10. Il résulte de tout ce qui précède que M. A n'est pas fondé à soutenir que c'est à tort que, par le jugement attaqué, le tribunal administratif de Bordeaux a rejeté sa demande d'annulation de l'arrêté de la préfète de la Gironde du 3 septembre 2021. Par suite, ses conclusions aux fins d'injonction et celles tendant à l'application de l'article L. 761-1 du code de justice administrative et de l'article 37 de la loi du 10 juillet 1991 ne peuvent qu'être rejetées.

DECIDE :

Article 1er : La requête de M. A, est rejetée.

Article 2 : Le présent arrêt sera notifié à M. D A et au ministre de l'intérieur et des outre-mer.

Une copie en sera adressée à la préfète de la Gironde.

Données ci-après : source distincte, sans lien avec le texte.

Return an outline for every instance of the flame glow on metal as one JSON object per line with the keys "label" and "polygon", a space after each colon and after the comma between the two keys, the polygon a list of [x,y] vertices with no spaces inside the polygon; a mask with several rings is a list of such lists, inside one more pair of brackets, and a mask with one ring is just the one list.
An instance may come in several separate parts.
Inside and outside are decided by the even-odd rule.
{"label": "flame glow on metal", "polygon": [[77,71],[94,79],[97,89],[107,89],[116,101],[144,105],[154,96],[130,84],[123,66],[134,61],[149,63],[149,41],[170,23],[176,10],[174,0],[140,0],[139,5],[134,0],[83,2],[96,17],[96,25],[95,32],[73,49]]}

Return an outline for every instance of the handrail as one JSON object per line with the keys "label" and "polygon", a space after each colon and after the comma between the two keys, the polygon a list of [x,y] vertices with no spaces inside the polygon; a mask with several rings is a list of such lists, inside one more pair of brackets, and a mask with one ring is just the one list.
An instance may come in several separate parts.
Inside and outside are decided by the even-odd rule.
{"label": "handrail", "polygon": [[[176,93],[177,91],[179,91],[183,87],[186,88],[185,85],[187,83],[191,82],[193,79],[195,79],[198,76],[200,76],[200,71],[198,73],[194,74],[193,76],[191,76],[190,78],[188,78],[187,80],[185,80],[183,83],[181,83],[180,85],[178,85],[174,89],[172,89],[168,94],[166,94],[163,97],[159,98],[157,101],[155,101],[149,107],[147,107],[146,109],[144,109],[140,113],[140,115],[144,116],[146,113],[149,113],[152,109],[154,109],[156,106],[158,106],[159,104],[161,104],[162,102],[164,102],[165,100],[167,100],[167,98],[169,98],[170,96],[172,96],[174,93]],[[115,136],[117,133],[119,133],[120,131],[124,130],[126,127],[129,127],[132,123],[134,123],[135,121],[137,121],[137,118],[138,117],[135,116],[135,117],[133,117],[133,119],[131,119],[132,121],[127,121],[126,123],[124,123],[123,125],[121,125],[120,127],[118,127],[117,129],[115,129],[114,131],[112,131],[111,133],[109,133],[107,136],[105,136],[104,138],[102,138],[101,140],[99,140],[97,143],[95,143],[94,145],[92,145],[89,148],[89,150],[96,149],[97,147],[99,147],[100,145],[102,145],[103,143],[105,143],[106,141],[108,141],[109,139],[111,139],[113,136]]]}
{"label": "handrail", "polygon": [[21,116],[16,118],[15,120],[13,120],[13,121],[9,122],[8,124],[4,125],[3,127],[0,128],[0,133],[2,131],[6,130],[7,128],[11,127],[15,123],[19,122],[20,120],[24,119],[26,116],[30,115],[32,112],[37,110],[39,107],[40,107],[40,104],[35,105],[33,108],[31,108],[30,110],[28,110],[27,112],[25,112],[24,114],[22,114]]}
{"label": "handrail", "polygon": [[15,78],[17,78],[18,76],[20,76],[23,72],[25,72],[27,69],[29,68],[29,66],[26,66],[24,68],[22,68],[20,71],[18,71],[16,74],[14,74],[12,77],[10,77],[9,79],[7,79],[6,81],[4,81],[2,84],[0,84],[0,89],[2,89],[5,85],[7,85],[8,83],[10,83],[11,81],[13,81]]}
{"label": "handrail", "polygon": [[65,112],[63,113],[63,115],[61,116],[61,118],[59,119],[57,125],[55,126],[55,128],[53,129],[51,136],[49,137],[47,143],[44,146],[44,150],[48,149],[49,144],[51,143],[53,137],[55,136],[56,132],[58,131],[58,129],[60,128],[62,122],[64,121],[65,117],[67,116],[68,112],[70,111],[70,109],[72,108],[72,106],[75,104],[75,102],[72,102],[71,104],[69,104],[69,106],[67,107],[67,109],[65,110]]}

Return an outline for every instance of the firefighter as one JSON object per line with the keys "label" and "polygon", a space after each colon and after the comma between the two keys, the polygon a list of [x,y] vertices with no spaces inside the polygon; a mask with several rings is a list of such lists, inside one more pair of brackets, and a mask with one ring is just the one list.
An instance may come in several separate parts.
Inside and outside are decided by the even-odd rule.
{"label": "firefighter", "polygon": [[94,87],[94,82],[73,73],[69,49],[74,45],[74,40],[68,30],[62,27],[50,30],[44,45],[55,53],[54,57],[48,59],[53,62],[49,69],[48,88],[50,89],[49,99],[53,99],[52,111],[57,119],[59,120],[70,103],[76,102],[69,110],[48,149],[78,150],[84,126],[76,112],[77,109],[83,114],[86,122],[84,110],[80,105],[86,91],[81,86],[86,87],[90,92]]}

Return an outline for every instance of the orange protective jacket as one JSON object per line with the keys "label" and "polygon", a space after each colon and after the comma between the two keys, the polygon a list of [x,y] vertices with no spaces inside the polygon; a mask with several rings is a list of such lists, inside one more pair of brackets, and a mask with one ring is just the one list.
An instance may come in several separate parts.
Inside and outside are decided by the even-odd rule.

Délibéré après l'audience du 8 novembre 2022, à laquelle siégeaient :

Mme Evelyne Balzamo, présidente,

Mme Bénédicte Martin, présidente-assesseure,

M. Michaël Kauffmann, premier conseiller,

Rendu public par mise à disposition au greffe le 29 novembre 2022.

La rapporteure,

Bénédicte BLa présidente,

Evelyne Balzamo

Le greffier,

Christophe Pelletier

La République mande et ordonne au ministre de l'intérieur et des outre-mer, en ce qui le concerne ou à tous commissaires de justice à ce requis en ce qui concerne les voies de droit commun contre les parties privées, de pourvoir à l'exécution du présent arrêt.